I don’t think it will be a great surprise if I confess that this third national lockdown is really testing many city residents, myself included.
It’s the start of a New Year which is normally the time for celebrating and looking ahead, but all our lives have been affected by the virus and many things we love doing remain on hold.
One of the many devastating aspects of the pandemic has been the affect on businesses and the uncertainty they face. I regularly speak with local business owners so I know how tough things have been and how hard they are working in difficult conditions.
As a council we are committed to helping businesses and I’m immensely proud that we have distributed over £35.5million in business grants and £41million in business rates relief since the start of the pandemic, with more to come during this latest lockdown.
Around 2,800 city businesses have benefited from the extra cash, which has been used for everything from paying the rent, to investing in PPE and future proofing their business for a Covid-19 world.
This week the PT spoke to Kai from PKai hair salons in Hampton and Westgate. He told the newspaper that his business wouldn’t have survived without this essential Government funding and that the application to the council was straight forward and quick to receive.
If you are a business that’s struggling financially due to Covid-19, please do get in touch with us and we can check if you meet the eligibility criteria set out by the Government.
You can find out more about the grants scheme on our website.
Parents – please home-school wherever possible
Schools have also been adversely affected by the pandemic and once again I doff my cap to everyone involved in local education for their continued sterling efforts.
We’ve always said that the best place for pupils to be is in the classroom, but as Covid-19 cases continue to rise we fully accept the government’s decision to close schools except to vulnerable pupils and children of critical workers.
In Peterborough, we know there is still some uncertainty among parents over whether their children can attend school and Jonathan Lewis, our director of education, has written to all parents to explain the current regulations in detail.
Our message to parents is: please carefully consider whether your child needs to be in school right now. We need the number of children and young people in school or college to be the lowest possible in order to reduce household mixing and the risk of spreading coronavirus.
Even if you are a critical worker, if your child can remain at home rather than attend school, on some or all days, then they should. Please only use the offer of education when it is crucial for you to undertake your critical role.
If you are unsure whether you are classified as a critical worker, visit the government website where the full list of critical workers is published.

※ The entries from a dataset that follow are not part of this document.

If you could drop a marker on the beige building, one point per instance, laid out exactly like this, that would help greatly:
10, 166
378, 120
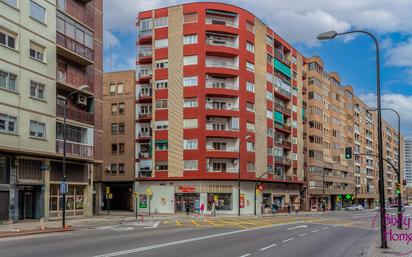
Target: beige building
119, 102
41, 63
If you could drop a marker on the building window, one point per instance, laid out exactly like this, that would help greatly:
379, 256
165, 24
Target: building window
190, 60
161, 43
189, 144
12, 3
114, 128
161, 22
114, 148
121, 128
37, 52
190, 81
250, 87
250, 66
8, 81
121, 148
190, 123
37, 12
37, 90
190, 39
37, 129
162, 64
190, 17
160, 84
250, 147
112, 89
161, 125
250, 47
121, 168
190, 102
120, 88
8, 123
190, 165
161, 145
7, 39
161, 104
121, 108
113, 168
114, 108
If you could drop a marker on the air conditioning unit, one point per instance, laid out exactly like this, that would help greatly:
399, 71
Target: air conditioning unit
81, 100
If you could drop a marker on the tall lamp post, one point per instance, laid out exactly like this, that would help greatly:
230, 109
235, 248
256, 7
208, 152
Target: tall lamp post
399, 162
331, 35
80, 89
238, 174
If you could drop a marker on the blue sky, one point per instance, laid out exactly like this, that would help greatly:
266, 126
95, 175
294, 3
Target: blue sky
299, 22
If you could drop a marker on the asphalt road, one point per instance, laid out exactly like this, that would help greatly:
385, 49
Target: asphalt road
284, 240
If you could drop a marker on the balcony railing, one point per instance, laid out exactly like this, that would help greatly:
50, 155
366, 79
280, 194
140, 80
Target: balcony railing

If you are one of the many parents home-schooling your child at the moment and you’re struggling with access to Broadband or equipment, please be assured we are working with schools to gain an understanding of the issues you are reporting and how we may be able to help. I will be able to tell you more soon.
There is light at the end of the tunnel with the vaccine rollout continuing at pace, but in the meantime please continue to follow the lockdown rules and take extra care.
As always you can rest assured we will continue to work to keep you safe and keep the city moving forwards.
Council looking to purchase flats to help rough sleepers
Regular readers will know that I’m extremely proud of the work the council has done to support those in need during the pandemic.
I would like to single out our housing team here – they have worked wonders to support rough sleepers across the city over the past ten months.
The team aims to offer rough sleepers the right level support and find them accommodation to help them stay off the streets for good.
On this note, the council is looking to buy a refurbished office building in Lincoln Road which has been converted into flats. The flats would be used as ‘next steps accommodation’ to house former rough sleepers who have remained committed to staying off the streets after spending time in hostels or rest centres in the city.
If a competitive purchase price can be agreed, part of the money used to purchase the building would come from a government grant.
Funds have also been provided for two council officers who will support residents to ease into the practicalities of running a home for the first time in months or years, including household budgeting and getting set up online to get cheaper bills and tariffs.
This property could be a great next step for those who have made a determined commitment to stay off the streets. They will be supported during a two-year tenancy by officers who will give them practical support to help them achieve their aim of becoming financially independent while living in long-term accommodation.
If this gets the go-ahead it would be a real benefit for our city and I’ll keep you updated of its progress.